State lawmakers met Tuesday to finish work on bills before the two-year legislative session ends by Dec. 31.
State lawmakers met Tuesday to finish work on bills before the two-year legislative session ends by Dec. 31.

Credit: Laura Bischoff

Credit: Laura Bischoff

State lawmakers took final action Tuesday on two bills intended to give people with criminal convictions a second chance in the job market.

House Bill 1 would make it easier for people convicted of low-level drug offenses to have their criminal records sealed and expand drug treatment options in lieu of conviction if alcohol or drug use were contributing factors to the crimes.

The bill also would ban shackling pregnant women before, during or immediately after delivering their babies.

House Bill 264 would change occupational licensing rules to remove barriers for people with criminal records.

“An individual should not be denied an occupational license and subsequent employment due to an offense that is not related to their licensed occupation. In the face of job losses due to COVID-19, Ohio policy should not be making it harder to find a family-sustaining job for anyone,” said Susan Jagers, of Ohio Poverty Law Center, in a written statement.

Legislators gave final approval to several other bills, including:

HB308: The state would create a fund to pay lost wages and mental health benefits for first responders suffering from post traumatic stress disorder. The Ohio Police & Fire Pension Fund would be in charge of conducting an actuarial study on how much would be needed in the fund.

ExploreLiving with trauma: Ohio first responders want PTSD coverage

HB674: The state Division of Liquor Control would adopt rules to allow for home delivery of spiritous liquor and mixed beverage pods. It also would allow certain brewpubs to have the flexibility of either selling pre-packaged food or arranging for a food truck to be on premises. More controversial elements of the bill, such as allowing alcohol sales until 4 a.m. and on Sundays, were removed from the legislation.

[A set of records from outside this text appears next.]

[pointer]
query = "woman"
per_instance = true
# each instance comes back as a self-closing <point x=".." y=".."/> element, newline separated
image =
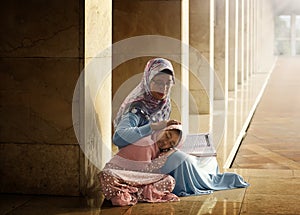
<point x="130" y="176"/>
<point x="146" y="109"/>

SB68: Ohioans age 21 to 65 would be allowed to renew their driver’s licenses, motorcycle licenses and other licenses for up to eight years, instead of the usual four-year cycle. The bill also would create a program for people who can’t afford to pay license reinstatement fees to do community services hours instead.

The bills now head to Ohio Gov. Mike DeWine, who has 10 days from when the legislation is delivered to him to sign, veto or let them go into law without his signature.

As of deadline, the House and Senate had yet to agree on how to address the controversial energy law known as House Bill 6.

“I think we should have done a repeal (of HB6) and we should’ve done it a long time ago. I’m disappointed that that didn’t happen,” said Senate President Larry Obhof, R-Medina, who noted that he doesn’t believe there are 50 votes in the House for any fix proposal.